L'inutile détention provisoire du couple Jacob.

34 ans après la mort de Gregory Villemin, deux membres de sa famille, M. et Mme Marcel et Jacqueline Jacob ont été placés en garde à vue, mis en examen des chefs de séquestration suivie de mort, placés en détention provisoire par le juge des libertés et de la détention vendredi dernier, puis libérés et placés sous contrôle judiciaire par décision de ce jour de la chambre de l’instruction.

Stéphane Giuranna, l'avocat vosgien de Marcel Jacob, estime "totalement anormale" l'incarcération de son client. / © Alexandre Marchi/Maxppp

Me Stéphane Giuranna, avocat de M. Jacob.

 

Un placement en détention provisoire dans cette affaire, si longtemps après la commission des faits, pouvait-il raisonnablement répondre aux conditions légales imposées en la matière ?

Selon l’article 144 du code de procédure pénale, « La détention provisoire ne peut être ordonnée ou prolongée que s'il est démontré, au regard des éléments précis et circonstanciés résultant de la procédure, qu'elle constitue l'unique moyen de parvenir à l'un ou plusieurs des objectifs suivants et que ceux-ci ne sauraient être atteints en cas de placement sous contrôle judiciaire ou d'assignation à résidence avec surveillance électronique :

1° Conserver les preuves ou les indices matériels qui sont nécessaires à la manifestation de la vérité ;

2° Empêcher une pression sur les témoins ou les victimes ainsi que sur leur famille ;

3° Empêcher une concertation frauduleuse entre la personne mise en examen et ses coauteurs ou complices ;

4° Protéger la personne mise en examen ;

5° Garantir le maintien de la personne mise en examen à la disposition de la justice ;

6° Mettre fin à l'infraction ou prévenir son renouvellement ;

7° Mettre fin au trouble exceptionnel et persistant à l'ordre public provoqué par la gravité de l'infraction, les circonstances de sa commission ou l'importance du préjudice qu'elle a causé. Ce trouble ne peut résulter du seul retentissement médiatique de l'affaire. Toutefois, le présent alinéa n'est pas applicable en matière correctionnelle ».

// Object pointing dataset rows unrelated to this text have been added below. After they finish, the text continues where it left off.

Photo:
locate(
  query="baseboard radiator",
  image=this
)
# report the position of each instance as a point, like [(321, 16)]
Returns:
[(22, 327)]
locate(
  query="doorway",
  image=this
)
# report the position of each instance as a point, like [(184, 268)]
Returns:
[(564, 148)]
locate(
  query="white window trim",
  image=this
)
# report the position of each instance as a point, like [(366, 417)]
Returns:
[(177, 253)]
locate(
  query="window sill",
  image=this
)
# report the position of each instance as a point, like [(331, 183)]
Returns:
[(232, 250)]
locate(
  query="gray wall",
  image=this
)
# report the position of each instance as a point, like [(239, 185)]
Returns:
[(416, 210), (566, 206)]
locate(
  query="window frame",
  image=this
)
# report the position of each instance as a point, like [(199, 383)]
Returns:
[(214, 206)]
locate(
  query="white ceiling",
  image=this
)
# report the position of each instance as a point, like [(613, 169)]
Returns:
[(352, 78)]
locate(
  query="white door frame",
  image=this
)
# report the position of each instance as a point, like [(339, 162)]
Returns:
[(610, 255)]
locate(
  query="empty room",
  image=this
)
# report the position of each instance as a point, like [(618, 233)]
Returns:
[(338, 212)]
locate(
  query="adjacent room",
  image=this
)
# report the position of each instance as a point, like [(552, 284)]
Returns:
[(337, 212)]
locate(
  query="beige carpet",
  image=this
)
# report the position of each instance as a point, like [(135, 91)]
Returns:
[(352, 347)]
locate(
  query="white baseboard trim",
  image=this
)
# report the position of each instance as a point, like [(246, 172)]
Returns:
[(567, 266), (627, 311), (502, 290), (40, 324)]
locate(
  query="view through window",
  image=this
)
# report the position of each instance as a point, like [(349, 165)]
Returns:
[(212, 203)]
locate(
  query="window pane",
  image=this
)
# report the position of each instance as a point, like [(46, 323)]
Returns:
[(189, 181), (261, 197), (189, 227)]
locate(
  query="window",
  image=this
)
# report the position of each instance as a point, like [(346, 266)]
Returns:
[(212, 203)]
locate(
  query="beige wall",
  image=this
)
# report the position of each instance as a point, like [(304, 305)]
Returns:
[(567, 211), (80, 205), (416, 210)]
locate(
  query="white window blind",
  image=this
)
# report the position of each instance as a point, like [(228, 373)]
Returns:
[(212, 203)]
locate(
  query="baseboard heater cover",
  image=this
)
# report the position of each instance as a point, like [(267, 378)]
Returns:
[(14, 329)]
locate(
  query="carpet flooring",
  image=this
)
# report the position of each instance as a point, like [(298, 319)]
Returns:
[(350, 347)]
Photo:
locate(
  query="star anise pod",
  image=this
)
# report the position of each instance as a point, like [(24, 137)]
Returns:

On imagine bien qu’en l’occurrence le 1° et le 6° soient sans objet compte tenu de l’ancienneté des faits, de l’absence d’autre meurtre perpétré depuis lors, du ratissage et de l’examen des indices matériels depuis des décennies.

De même, l’hypothèse évoquée au 5° concernant le maintien de la personne mise en examen à la disposition de la justice paraît difficilement envisageable, compte tenu de l’âge des protagonistes, de leur implantation personnelle et matérielle sur leur lieu de résidence et de l’absence de tentative de fuite depuis le décès de l’enfant.

Enfin, le trouble à l’ordre public ne me semble pas pouvoir être utilisé de façon pertinente : si le décès de Grégory Villemin a bien évidemment marqué la France de façon durable, le trouble à l’ordre public s’est à mon sens largement atténué avec le temps – même si les passions demeurent vives autour de ce crime non résolu, si l’on s’en réfère à l’agitation médiatique qui accompagne chaque nouvel épisode de cette instruction au (très) long cours.

Les autres critères posés par ce texte peuvent toutefois dans l’absolu être retenus, nonobstant les 34 ans d’enquête.

Il est en effet concevable, même après une si longue période, que les personnes mises en examen tentent de contacter des témoins pour qu’ils modifient leurs déclarations ou de se mettre d’accord entre elles quant aux réponses à apporter aux magistrats (même si l’on constate en pratique que l’incarcération n’est pas nécessairement un frein à la communication entre les personnes mises en cause).

La protection de la personne mise en examen pourrait encore être un critère envisageable dans un dossier où une personne mise en examen (ou plutôt inculpée, selon la terminologie de l’époque) a été abattue, quelques jours après la fin de son incarcération, par le père de la victime.

Telle n’a cependant pas été l’appréciation de la chambre de l’instruction, qui a eu accès aux (misère) 12000 cotes du dossier pour se prononcer. Et comme on juge toujours mieux à trois qu’à un, considérons qu’elle a eu raison.

Tiens, la collégialité des juges des libertés et de la détention, voilà une réforme intéressante et pertinente à proposer. Parce que pour m’en référer à ma petite expérience, si mettre en examen se révèle rarement problématique à mes yeux, se prononcer sur la nécessité de priver un présumé innocent de sa liberté m’est largement plus difficile. Mais (spoiler alert) elle ne sera vraisemblablement jamais imaginée au regard des moyens humains et financiers qu’elle nécessiterait. Tant pis.